26 . The method of claim 1 , wherein expanding the second population of TILs into a therapeutic population of TILs comprises:
(i) performing a first expansion by culturing the second population of TILs in a cell culture medium comprising IL-2, and optionally OKT-3, to produce a third population of TILs, wherein the first expansion is performed in a closed container providing a first gas-permeable surface area, wherein the first expansion is performed for about 3-14 days to obtain the third population of TILs, wherein the third population of TILs is at least 50-fold greater in number than the second population of TILs, and wherein the transition occurs without opening the system; and, optionally, (ii) performing a second expansion by supplementing the cell culture medium of the third population of TILs with additional IL-2, optionally OKT-3, and feeder cells, to produce a fourth population of TILs, wherein the second expansion is performed for about 7-14 days to obtain the fourth population of TILs, wherein the fourth population of TILs is a therapeutic population of TILs, wherein the third expansion is performed in a closed container providing a second gas-permeable surface area, and wherein the transition occurs without opening the system, and wherein optionally the feeder cells are antigen presenting cells (APCs) or irradiated peripheral blood mononuclear cells (PBMCs).
27 . (canceled)
28 . The method of claim 1 , further comprising performing an immune infiltration assay with organoids derived from tumor cells from the patient to confirm enhanced infiltration of the organoids with the second population of TILs compared to the first population of TILs.
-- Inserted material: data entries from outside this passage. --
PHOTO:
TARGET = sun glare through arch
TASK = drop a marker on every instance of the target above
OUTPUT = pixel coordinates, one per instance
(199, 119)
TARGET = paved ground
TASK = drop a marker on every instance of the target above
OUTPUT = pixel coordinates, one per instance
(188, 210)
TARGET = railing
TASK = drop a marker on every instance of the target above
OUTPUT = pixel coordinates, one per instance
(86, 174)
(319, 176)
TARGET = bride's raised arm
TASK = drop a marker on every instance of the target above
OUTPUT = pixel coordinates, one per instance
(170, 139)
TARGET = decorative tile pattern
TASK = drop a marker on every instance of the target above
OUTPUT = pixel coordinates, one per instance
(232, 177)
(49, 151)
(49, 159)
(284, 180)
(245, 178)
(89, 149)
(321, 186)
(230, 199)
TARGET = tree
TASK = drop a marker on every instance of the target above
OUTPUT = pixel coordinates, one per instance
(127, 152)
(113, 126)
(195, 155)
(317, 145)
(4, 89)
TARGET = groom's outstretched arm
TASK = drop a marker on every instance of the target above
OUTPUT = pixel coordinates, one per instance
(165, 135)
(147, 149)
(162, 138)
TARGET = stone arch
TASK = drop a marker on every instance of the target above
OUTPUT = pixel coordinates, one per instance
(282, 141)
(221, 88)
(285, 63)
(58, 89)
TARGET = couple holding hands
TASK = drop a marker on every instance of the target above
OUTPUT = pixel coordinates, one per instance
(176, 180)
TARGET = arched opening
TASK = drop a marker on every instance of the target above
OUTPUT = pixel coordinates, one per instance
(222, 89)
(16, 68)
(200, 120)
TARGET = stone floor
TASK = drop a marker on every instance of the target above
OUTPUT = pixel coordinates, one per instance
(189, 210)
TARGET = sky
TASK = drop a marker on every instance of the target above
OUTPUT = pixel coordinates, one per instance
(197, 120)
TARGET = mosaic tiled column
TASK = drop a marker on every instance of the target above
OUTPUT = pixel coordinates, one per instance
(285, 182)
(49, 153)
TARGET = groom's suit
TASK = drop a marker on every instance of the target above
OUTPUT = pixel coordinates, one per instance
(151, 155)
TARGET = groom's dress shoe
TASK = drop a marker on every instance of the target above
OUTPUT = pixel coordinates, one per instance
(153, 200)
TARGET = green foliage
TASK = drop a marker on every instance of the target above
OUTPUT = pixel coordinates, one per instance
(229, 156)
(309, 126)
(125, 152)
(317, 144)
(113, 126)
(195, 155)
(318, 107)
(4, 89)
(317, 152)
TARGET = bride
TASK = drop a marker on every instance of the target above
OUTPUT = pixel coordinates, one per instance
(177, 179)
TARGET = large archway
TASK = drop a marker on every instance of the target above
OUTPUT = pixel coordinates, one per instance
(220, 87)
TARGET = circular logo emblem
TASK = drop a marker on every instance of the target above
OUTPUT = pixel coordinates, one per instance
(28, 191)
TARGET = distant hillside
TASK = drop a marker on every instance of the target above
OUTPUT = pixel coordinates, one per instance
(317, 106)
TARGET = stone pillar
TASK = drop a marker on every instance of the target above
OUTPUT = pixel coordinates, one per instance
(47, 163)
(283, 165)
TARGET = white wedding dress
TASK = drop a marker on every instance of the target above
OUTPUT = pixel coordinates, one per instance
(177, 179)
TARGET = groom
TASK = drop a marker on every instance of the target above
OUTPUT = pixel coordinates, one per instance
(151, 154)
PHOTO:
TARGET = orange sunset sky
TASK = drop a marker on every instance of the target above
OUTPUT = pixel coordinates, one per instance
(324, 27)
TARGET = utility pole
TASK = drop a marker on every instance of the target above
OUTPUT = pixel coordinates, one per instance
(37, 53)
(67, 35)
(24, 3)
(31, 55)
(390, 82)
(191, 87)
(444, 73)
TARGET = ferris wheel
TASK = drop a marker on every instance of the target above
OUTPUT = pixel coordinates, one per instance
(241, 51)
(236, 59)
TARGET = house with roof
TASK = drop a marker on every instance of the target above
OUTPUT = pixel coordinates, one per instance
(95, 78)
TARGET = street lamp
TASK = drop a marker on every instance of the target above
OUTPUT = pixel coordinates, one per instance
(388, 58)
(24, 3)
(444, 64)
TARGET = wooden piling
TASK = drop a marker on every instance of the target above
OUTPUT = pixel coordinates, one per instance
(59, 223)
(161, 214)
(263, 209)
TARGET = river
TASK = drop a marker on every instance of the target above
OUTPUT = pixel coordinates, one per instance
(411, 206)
29 . A cryopreserved composition comprising the therapeutic population of TILs of claim 1 , a cryoprotectant medium comprising DMSO, and an electrolyte solution and further comprising one or more stabilizers and one or more lymphocyte growth factors, and optionally the one or more stabilizers comprise Human Serum Albumin (HSA) and the one or more lymphocyte growth factors comprise IL-2.
30 - 31 . (canceled)
32 . A method of treating a subject with cancer, the method comprising administering an effective amount of the therapeutic population of TILs of claim 1 to a patient in need thereof.
33 . The method of claim 32 , wherein prior to administering an effective amount of the therapeutic population of TILs, a non-myeloablative lymphodepletion regimen is administered to the patient, the non-myeloablative lymphodepletion regimen comprises the steps of administration of cyclophosphamide at a dose of 60 mg/m 2 /day for two days followed by administration of fludarabine at a dose of 25 mg/m 2 /day for five days.
34 . (canceled)
35 . The method of claim 32 , further comprising the step of treating the patient with a high-dose IL-2 regimen starting on the day after administration of the therapeutic population of TILs, wherein the high-dose IL-2 regimen comprises 600,000 or 720,000 IU/kg administered as a 15-minute bolus intravenous infusion every eight hours until tolerance; and/or further comprising contacting the therapeutic population of TILs with or administering to the patient an immune checkpoint inhibitor, wherein the checkpoint inhibitor comprises a CD27, CD28, CD40, CD 122, CD137, OX40, GITR, ICOS, A2AR, B7-H3, B7-H4, BTLA, CTLA-4, IDO, MR, LAG3, PD-1, PD-L1, TIM-2, 4-1BB, or VISTA inhibitor or a combination thereof, and/or wherein the checkpoint inhibitor comprises ipiliumab (anti-CTLA-4), penbrolizumab (anti-PD-L1), nivolumab (anti-PD-L1), atezolizumab (anti-PD-L1), duralumab (anti-PD-L1), or a combination thereof.